Congleton’s tip will not be replaced when the lease on the site runs out in four months, the borough council has agreed.
Despite numerous attempts to persuade Cheshire East Council to return to the drawing board to find a new location for a household waste recycling centre in the town, Cabinet members voted in favour of proposals at a meeting on Tuesday that mean Congleton residents will have to drive to tips in Macclesfield or Alsager when the Barn Road site closes.
It was a disappointing result for some who had urged for there to be a “task and finish” group set up, that would look at all available options for an alternative location.
The Cabinet member responsible for waste, Labour Coun Laura Crane, emphasised that the administration did not want the Barn Road tip to close and that it came despite repeated attempts to persuade the private landowner to extend the lease or allow the authority to buy the land.
At Tuesday’s meeting, recommendations were also approved by the Cabinet to procure a new contract for the running of household waste recycling centres across the borough from 2023.
It is during this procurement period that the tip in Congleton will not be replaced, although Coun Crane insisted this “does not remove the possibility” of building another one in the future.

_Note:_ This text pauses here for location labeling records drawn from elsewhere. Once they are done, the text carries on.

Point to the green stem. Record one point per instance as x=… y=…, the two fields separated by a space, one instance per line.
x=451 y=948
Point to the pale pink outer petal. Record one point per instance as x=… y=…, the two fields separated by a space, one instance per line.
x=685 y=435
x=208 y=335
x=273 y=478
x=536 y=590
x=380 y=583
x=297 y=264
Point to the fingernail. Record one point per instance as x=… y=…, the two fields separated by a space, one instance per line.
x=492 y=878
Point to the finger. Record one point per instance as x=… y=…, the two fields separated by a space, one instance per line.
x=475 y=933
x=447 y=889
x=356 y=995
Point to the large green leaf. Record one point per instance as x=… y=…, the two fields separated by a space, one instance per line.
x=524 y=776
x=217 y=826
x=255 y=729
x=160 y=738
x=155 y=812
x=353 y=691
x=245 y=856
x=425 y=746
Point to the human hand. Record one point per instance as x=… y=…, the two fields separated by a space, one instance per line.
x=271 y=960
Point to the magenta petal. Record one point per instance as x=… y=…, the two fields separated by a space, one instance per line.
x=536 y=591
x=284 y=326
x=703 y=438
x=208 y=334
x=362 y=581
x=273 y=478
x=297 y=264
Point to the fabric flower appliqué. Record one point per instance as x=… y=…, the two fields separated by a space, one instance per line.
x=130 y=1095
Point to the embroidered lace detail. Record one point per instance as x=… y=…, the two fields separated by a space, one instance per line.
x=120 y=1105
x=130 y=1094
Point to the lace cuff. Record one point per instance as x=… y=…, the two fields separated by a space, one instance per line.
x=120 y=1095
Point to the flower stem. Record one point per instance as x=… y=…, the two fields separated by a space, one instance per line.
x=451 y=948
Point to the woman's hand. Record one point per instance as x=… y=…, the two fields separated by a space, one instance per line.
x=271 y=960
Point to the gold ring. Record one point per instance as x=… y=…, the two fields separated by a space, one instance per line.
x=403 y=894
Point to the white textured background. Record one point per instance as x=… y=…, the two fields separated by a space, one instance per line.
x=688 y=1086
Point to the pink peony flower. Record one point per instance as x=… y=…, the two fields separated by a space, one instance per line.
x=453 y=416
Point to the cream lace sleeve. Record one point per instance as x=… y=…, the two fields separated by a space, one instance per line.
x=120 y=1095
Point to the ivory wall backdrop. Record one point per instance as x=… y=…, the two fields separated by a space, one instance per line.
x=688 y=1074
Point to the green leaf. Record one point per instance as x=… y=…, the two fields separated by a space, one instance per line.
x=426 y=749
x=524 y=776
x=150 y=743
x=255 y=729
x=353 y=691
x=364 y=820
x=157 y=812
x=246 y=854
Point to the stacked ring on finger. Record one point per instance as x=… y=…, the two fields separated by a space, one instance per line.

She also suggested that the potential of mobile “pop-up” household waste sites could be looked at, which would “provide fairer access to waste disposal for communities who are currently disadvantaged”, although limited detail was provided on this.
First to speak at the Cabinet meeting was Robert Douglas, a Lib Dem at Congleton Town Council, who has campaigned against the closure since the tip’s future looked in doubt.
He argued that engine idling was just one example of the detrimental impact the closure of the Congleton site would have, and he asked what cost there would be to the council for ensuring that Macclesfield’s tip could cope with the expected increase in visits.
“Not knowing the answers to all these questions is a more serious omission than the minor administration error which obliged you to defer the decision last month,” said Coun Douglas.
“This leaves you with two choices – either defer your decision again until you have obtained all the information, or accept advice to set up a task and finish group to study all available alternative options for a replacement site for Congleton.”
Coun Crane responded: “There should be no cumulative effect because the closure of the site will not generate additional vehicle movements on the local road network.
“The report does also propose mitigation measures which could reduce the number of trips that residents would need to make to the tip. These include pop-up sites, as well as other options that we hope will be available under the new contract.
“With regard to the impact on the Macclesfield household waste and recycling centre following the closure of the Congleton site, we estimate an increase of around 28%.
“This equates to the annual tonnages increasing from around 5,000 tonnes to 6,000 tonnes, which we believe is manageable with some minor improvements to the access arrangements at Macclesfield.”
Later in the meeting, council leader Sam Corcoran addressed some of the environmental concerns that have been raised.
“I think it is well-known that I regard climate change as the greatest challenge facing our generation,” he said. “One interesting side effect of this is that people often say to me that I must support their view if I am serious about tackling climate change.
“I will admit that despite following the climate change debate for many years I have never previously heard Greta Thunberg, David Attenborough or any other climate change campaigner argue that to reduce climate change we must provide more household waste recycling centres.
“The argument of some politicians seems to be that if it is further to travel to a household waste recycling centre then more miles will be travelled, but that assumes that the number of journeys stays the same. That is clearly not true.
“Indeed, the evidence shows a strong correlation between the amount of waste produced and the number of household waste recycling centres.”
Concluding the debate, Coun Crane said: “I do not believe that even one member of the Cabinet would have chosen to be in the position we are with the lease ending ahead of the full review of our household waste recycling contracts.
“Officers did make repeated attempts to buy the land or to extend the lease but were unable to do so.
“There have been many suggestions for locations to build a new site, but the location is not the key factor, it is the cost of building the new site that is the key factor. Without the funds to do so, we can’t move it forward.
“Although we are not planning to build a new site ahead of the closure of the current one, that does not remove the possibility of doing so in the future.”
Coun Crane added: “The new Environment and Communities Committee will be discussing at length, I am sure, the possibilities and opportunities ahead for the council as they review provision and help to shape a new contract for 2023.
“We need to be looking at new and innovative ways to tackle the issues local towns have: pop-up sites are just one of a number of tools we might have in the toolbox for the future.
“It is frustrating that we have not been able to move forward with a renewal of the lease in Congleton, but we are where we are.”